The Basel Committee’s Standards for Minimal Capital Requirements for Market Risk, also known as FRTB, were first published in 2016 aim to address accepted weaknesses in the regulatory capital framework as it relates to firms’ trading books. The final part of the Basel III suite of rules, and effectively the last piece of major post-financial crisis regulation, FRTB is designed to upgrade Basel 2.5 rules to ensure banks have a big enough buffer of capital to protect against the risks they hold, not by inhibiting or reducing trading activity, but by making sure that where risks are taken, there is sufficient capital to support them.

Although the deadline has been pushed back, the amount of work that needs to be undertaken between now and then should not be underestimated – and not all firms have made the strongest start. In a poll of webinar participants, just 14% believe they are making good progress. 36% still remain in the planning stage, while a further 14% have not started at all.

Ignacio Ruiz, founder and CEO of MoCaX Intelligence and former head of counterparty risk analytics at Credit Suisse, warned: “It might seem far away, but there is so much to do that if people don’t start now, it may be too late.”

Some of the toughest challenges are data sourcing and quality, deciding whether to use the internal or standardised model approach to calculate capital to cover risk, gathering data to meet the regulation’s requirements around non-modellable risk factors (NMRFs) and the linked risk factor eligibility test (RFET).

Ruiz said: “Using the internal model approach, the problem is not so much compliance, but the capital penalty, which can be outrageous. Because there is a netting effect, it is very easy for the capital calculation to blow up as a result of poor quality data.”

NMRFs require banks to collect real price observations for executed trades or committed quotes on a frequent and regular basis. Jacob Rank-Broadley, director of regulatory and market structure propositions at Thomson Reuters, said: “The idea of sourcing this kind of data is fundamentally new, at least from a risk perspective, so it is no small challenge for banks to source a wide enough range of executed trade data and committed quote data to get sufficiently complete results to pass the compliance test.”

Quality of data for NMRFs is one issue, managing it is another. Satinder (Sid) Jandu, director at Viewset and a former FRTB project manager at a Tier 1 bank, said: “This is what has people running for the hills, because this is the most difficult part.”

Another challenge is the P&L attribution test, a fiercely debated topic under FRTB. The test assesses the difference between the P&L calculated by the front office and the P&L calculated by risk. A gap should in theory indicate a breach, but effectively calculating that gap could be immensely expensive. “If you don’t nail down the technology now, it is going to be really costly in the future. Think about it carefully, look for new technologies, and invest time in making the right decisions,” said Ruiz.

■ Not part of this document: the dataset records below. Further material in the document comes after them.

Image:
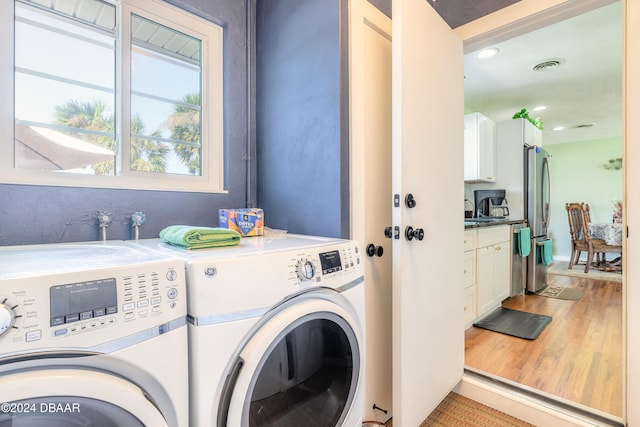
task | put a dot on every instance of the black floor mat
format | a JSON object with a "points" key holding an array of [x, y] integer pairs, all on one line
{"points": [[516, 323]]}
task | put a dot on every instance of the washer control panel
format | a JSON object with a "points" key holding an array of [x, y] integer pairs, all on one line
{"points": [[326, 265], [80, 310]]}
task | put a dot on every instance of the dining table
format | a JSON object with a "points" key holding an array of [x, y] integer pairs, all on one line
{"points": [[611, 233]]}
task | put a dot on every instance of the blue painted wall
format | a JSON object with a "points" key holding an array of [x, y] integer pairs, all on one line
{"points": [[44, 214], [454, 12], [302, 137]]}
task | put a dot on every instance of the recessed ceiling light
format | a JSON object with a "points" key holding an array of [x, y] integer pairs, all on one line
{"points": [[548, 64], [488, 53]]}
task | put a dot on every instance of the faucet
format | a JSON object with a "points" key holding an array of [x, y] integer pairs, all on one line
{"points": [[137, 218], [104, 219]]}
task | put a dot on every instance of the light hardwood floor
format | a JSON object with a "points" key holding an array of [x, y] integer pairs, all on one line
{"points": [[578, 357]]}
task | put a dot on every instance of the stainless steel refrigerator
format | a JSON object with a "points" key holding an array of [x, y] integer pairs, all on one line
{"points": [[537, 188]]}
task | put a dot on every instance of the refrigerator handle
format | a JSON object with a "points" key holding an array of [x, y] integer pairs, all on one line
{"points": [[546, 190]]}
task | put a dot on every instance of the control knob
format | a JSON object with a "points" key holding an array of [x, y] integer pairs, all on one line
{"points": [[305, 269], [7, 317]]}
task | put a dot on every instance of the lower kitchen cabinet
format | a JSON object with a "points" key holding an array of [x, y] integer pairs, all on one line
{"points": [[469, 277], [493, 266]]}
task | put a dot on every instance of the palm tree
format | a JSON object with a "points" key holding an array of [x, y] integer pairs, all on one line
{"points": [[185, 126], [147, 155]]}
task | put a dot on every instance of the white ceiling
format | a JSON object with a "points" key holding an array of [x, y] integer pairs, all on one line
{"points": [[586, 88]]}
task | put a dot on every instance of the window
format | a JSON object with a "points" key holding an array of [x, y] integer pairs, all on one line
{"points": [[121, 94]]}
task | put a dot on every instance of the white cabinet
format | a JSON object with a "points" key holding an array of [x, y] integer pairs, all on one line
{"points": [[479, 148], [493, 265], [469, 278]]}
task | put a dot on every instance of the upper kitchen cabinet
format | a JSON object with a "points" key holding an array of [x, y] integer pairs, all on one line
{"points": [[518, 131], [479, 148]]}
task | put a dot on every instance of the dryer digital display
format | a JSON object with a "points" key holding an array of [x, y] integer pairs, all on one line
{"points": [[330, 262], [82, 301]]}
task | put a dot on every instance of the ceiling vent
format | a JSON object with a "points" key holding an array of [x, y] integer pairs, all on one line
{"points": [[548, 64]]}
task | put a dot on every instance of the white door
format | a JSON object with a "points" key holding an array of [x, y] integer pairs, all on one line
{"points": [[370, 85], [428, 133]]}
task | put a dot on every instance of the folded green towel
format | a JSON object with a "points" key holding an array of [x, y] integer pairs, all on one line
{"points": [[524, 241], [547, 249], [192, 237]]}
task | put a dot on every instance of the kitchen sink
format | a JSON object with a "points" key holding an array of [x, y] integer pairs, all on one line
{"points": [[484, 219]]}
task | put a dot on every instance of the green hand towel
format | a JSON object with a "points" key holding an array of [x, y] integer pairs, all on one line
{"points": [[524, 241], [547, 249], [192, 237]]}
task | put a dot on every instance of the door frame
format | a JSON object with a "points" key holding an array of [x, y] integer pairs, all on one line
{"points": [[525, 16]]}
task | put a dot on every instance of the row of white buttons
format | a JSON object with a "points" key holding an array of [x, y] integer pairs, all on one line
{"points": [[142, 303]]}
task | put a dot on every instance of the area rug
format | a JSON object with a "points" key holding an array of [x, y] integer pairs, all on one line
{"points": [[459, 411], [515, 323], [561, 268], [561, 292]]}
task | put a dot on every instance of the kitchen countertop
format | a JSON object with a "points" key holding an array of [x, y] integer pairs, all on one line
{"points": [[473, 224]]}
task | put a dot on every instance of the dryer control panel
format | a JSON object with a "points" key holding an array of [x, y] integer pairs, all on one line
{"points": [[87, 309]]}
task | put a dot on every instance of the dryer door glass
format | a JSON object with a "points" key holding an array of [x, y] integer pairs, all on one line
{"points": [[309, 375], [65, 412]]}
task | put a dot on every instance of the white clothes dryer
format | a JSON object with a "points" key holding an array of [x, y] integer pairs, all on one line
{"points": [[276, 332], [92, 334]]}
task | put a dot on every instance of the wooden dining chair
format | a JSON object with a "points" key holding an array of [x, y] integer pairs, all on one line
{"points": [[596, 246], [575, 213]]}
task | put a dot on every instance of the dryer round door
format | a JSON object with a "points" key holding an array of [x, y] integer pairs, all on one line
{"points": [[301, 367], [69, 398]]}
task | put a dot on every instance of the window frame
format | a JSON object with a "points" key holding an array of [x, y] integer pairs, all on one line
{"points": [[211, 179]]}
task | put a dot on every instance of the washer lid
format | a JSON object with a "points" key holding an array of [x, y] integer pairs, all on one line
{"points": [[38, 260]]}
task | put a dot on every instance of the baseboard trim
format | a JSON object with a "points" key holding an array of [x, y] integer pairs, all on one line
{"points": [[528, 406]]}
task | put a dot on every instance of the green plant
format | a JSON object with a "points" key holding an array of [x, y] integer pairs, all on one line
{"points": [[524, 114]]}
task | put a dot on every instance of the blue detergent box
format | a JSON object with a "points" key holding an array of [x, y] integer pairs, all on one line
{"points": [[246, 221]]}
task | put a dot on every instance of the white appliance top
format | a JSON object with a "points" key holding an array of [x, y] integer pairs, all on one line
{"points": [[39, 260], [249, 246]]}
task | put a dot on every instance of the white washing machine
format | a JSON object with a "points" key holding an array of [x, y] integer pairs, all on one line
{"points": [[92, 334], [276, 332]]}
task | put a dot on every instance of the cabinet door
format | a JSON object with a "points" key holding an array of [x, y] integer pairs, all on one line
{"points": [[469, 305], [479, 148], [428, 101], [487, 150], [484, 280], [469, 268]]}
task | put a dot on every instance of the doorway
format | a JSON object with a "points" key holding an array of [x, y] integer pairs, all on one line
{"points": [[494, 103]]}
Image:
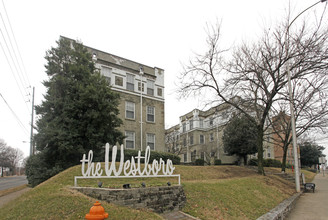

So, what should firms be doing to prepare for FRTB implementation? First, engage a risk liaison team to help you interpret the regulations. Second, decide who is running the programme, make sure you engage the front office properly, and remember that not all solutions are IT. Ruiz said: “You cannot do this in isolation. You have to engage with other teams – with risk, with the front office, with finance – and the sooner you do this, the better. Delivering in phases is also really important. FRTB is a humongous programme and it touches nearly everything in the bank. If you don’t set up tangible phases with achievable targets that can be delivered in reasonable timeframes, it is very easy to get lost in the jungle.”

Right now, industry sentiment appears pretty pessimistic. In the final poll of the webinar, 89% of participants suggested FRTB will result in the withdrawal of some products, while 78% think it will mean higher costs of trading and 44% expect the closure of some trading desks.